Ростов поспешно оставил написанные восемьсот и поставил семерку червей с заломанным углом. Он хорошо ее после помнил. Он поставил семерку червей, надписав над ней отломанным мелком восемьсот круглыми, прямыми цифрами; выпил поданный стакан согревшегося шампанского, улыбнулся на слова Долохова и в первый раз с замиранием сердца в игре, ожидая семерки, с нетерпением стал смотреть на руки Долохова, державшие колоду.

В воскресенье на прошлой неделе граф Илья Андреич дал своему сыну 2000 рублей, и он, никогда не любивший говорить о денежных затруднениях, сказал ему, что деньги эти были последние до мая и что потому он просил сына быть на этот раз поэкономнее. Николя засмеялся и сказал, что он дает честное слово не брать больше денег до осени.

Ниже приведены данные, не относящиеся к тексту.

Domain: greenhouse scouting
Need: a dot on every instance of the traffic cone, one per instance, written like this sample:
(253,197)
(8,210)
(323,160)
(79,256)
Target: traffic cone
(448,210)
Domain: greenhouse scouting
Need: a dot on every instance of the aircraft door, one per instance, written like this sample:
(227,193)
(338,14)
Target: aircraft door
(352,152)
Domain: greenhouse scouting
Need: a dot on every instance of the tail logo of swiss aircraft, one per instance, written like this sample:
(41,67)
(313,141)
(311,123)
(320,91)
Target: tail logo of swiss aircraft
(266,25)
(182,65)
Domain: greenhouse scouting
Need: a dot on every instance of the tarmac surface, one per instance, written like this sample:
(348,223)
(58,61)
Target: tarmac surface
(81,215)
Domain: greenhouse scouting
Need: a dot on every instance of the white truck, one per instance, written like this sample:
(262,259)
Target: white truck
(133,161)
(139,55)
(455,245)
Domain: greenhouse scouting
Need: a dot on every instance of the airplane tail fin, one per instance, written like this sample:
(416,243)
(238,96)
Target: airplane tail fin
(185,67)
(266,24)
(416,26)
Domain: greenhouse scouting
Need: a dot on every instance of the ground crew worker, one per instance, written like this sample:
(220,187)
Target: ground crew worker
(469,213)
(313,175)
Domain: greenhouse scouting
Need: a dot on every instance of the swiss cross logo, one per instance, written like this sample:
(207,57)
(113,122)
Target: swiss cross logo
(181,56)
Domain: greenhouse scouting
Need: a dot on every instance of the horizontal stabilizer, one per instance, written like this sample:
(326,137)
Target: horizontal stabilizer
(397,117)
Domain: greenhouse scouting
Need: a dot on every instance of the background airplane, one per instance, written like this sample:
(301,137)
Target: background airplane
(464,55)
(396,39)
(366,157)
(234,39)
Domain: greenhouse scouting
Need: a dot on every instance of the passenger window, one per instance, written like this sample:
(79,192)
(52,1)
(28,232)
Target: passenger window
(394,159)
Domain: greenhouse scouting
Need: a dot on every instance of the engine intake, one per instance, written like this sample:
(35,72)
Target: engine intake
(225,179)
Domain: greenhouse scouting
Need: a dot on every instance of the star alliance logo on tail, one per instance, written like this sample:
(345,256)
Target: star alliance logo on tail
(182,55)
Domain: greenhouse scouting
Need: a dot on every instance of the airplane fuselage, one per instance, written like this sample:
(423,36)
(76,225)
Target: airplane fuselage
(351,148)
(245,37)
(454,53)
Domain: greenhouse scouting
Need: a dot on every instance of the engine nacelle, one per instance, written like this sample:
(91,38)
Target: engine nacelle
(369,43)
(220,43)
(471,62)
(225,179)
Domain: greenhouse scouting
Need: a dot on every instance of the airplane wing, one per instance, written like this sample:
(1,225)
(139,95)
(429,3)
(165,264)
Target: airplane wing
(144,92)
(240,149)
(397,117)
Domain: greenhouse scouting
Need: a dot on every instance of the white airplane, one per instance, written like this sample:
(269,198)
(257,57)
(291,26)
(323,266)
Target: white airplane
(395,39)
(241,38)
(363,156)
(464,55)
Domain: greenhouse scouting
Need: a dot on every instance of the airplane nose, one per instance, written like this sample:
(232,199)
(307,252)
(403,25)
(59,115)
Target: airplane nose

Теперь из этих денег оставалось 1200 рублей. Стало быть, семерка червей означала не только проигрыш 1600 рублей, но и необходимость изменения данному слову. Он с замиранием сердца смотрел на руки Долохова и думал: "Ну, скорей, дай мне эту карту, и я беру фуражку, уезжаю и отправляюсь домой петь с Денисовым и Наташей, и уж верно никогда в руках моих не будет карта". И в эту минуту прелесть песни, дома -- Денисов, Наташа, Соня, и беседы, и даже спокойной постели в Поварском доме с такою силой и ясностью представлялась ему, что он не мог допустить, чтобы глупая случайность, заставившая семерку лечь прежде направо, чем налево, могла бы лишить его всего этого счастья и повергнуть в такую пучину еще не испытанного и неопределенного несчастия. Это не могло быть, но он все-таки ожидал с замиранием движения рук Долохова. Руки эти спокойно положили колоду карт и взялись за подаваемый стакан и трубку.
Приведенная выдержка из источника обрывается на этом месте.